Penelitian ini mengusulkan indeks hujan ekstrem IP-A yang digunakan sebagai masukan kedalam GFI Modifikasi untuk mengestimasi daerah rawan banjir pada saat terjadi MJO. IP-A dihitung berdasarkan curah hujan maksimum harian (RX1) pada setiap kasus, curah hujan dengan periode ulang 5 (P5) dan 100 tahun (P100). Data Global Precipitation Measurement (GPM) digunakan dalam kajian ini untuk menghitung RX1, P5 dan P100 secara spasial. Tiga kasus MJO kuat dipilih untuk menerapkan GFI Modifikasi berdasarkan data Real-time Multivativariate MJO Index (RMMI) dan kejadian banjir BNPB.
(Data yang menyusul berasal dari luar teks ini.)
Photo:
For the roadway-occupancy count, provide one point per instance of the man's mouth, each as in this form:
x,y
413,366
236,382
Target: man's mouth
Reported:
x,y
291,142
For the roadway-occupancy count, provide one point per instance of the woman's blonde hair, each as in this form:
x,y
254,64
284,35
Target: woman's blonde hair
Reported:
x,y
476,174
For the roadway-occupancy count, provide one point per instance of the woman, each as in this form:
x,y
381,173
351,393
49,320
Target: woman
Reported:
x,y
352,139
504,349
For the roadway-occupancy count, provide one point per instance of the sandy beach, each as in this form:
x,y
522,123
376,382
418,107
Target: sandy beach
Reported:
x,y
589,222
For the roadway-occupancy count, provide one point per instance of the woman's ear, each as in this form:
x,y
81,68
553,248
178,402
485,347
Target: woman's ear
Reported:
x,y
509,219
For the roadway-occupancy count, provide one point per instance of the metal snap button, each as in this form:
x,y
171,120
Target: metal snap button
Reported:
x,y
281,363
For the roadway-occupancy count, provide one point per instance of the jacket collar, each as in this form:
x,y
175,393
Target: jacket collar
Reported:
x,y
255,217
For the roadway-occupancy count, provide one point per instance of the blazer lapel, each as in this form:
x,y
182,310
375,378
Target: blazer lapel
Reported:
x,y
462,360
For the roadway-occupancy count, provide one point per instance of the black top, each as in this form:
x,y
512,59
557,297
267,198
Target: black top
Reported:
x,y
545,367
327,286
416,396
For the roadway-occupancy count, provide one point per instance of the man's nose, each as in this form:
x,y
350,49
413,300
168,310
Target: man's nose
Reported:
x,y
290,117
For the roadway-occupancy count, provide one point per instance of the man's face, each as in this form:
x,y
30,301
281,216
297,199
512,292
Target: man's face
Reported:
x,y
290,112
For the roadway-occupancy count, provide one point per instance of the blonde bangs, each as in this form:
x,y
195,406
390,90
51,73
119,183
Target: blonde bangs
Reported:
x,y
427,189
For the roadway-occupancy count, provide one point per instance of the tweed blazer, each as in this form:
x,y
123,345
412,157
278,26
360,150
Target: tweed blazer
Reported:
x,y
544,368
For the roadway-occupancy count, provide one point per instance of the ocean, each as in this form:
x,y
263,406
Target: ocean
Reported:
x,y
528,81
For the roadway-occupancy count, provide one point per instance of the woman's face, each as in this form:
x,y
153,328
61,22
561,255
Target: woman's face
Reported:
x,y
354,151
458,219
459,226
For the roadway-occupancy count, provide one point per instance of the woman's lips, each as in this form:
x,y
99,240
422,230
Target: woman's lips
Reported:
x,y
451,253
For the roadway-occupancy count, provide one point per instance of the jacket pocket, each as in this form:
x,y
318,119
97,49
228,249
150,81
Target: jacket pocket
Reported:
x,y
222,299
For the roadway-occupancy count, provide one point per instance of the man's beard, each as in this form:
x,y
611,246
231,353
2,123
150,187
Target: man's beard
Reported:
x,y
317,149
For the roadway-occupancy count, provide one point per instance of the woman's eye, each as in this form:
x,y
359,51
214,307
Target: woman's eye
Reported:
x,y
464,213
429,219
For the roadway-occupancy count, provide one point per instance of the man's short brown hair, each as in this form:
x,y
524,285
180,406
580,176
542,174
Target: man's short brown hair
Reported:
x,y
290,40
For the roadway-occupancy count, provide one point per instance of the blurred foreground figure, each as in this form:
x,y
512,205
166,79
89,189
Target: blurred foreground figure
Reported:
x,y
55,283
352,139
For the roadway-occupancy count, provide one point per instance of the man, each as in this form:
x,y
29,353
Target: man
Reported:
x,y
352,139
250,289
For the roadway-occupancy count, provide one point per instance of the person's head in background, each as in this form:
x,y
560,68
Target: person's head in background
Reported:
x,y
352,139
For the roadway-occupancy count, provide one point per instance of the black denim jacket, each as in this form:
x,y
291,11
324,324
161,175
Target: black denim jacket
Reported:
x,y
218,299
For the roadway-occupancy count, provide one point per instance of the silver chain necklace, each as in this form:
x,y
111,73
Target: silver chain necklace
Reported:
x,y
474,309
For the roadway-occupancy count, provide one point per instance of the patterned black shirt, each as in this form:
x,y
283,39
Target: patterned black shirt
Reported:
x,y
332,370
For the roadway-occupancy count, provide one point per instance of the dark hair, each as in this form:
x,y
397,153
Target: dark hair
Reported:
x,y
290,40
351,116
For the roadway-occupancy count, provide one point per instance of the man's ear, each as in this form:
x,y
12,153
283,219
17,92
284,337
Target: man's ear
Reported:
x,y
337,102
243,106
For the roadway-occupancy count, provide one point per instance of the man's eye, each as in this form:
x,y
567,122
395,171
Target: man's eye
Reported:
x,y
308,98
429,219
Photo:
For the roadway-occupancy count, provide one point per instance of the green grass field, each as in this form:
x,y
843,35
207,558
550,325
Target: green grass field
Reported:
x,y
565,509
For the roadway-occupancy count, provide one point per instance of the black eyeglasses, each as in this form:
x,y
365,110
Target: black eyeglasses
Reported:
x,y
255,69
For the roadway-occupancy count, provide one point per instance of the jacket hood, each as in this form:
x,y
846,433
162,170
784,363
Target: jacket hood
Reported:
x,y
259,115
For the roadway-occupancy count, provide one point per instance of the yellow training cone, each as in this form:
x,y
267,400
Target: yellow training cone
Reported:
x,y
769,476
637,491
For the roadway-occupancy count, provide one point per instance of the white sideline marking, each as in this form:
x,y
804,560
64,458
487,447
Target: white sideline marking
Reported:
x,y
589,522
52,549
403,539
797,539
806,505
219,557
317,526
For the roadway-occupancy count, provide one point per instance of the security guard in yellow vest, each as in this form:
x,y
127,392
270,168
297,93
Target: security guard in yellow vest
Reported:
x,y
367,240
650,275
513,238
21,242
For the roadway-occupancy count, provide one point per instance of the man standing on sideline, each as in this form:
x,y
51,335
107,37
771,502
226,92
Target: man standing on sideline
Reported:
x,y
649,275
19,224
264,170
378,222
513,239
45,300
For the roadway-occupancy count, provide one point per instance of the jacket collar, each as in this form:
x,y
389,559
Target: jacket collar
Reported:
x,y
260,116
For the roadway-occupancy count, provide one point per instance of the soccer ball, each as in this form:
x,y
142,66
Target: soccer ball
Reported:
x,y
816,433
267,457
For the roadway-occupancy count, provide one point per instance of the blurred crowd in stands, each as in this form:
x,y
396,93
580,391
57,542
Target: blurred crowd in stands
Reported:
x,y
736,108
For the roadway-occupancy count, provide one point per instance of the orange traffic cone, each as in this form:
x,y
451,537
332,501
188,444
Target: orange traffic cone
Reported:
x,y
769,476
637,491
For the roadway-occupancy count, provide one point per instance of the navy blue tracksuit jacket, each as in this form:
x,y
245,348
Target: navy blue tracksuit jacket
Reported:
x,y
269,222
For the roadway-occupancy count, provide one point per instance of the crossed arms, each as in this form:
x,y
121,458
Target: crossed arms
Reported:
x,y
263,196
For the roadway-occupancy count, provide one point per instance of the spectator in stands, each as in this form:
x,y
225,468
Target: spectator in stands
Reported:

Hasil penelitian ini menunjukkan bahwa ketiga kejadian MJO kuat menghasilkan pola hujan ekstrem dan daerah rawan banjir yang berbeda-beda. Pada kejadian MJO Maret 2005 dan Desember 2018, hujan ekstrem cenderung tersebang masing masing di sekitar Pulau Kalimantan dan Pulau Sumatera. Sedangkan kejadian MJO Februari 2020, hujan ekstrem terjadi secara merata di wilayah Indonesia bagian barat. Dampaknya kejadian MJO Maret 2005, Oktober 2018, dan Februari 2020 berpotensi memicu banjir masing-masing seluas 219,8 juta km2, 4,2 juta km2, dan 17,3 juta km2. Hasil penelitian ini berpotensi untuk mengestimasi secara cepat potensi banjir diwilayah yang luas pada saat terjadi MJO.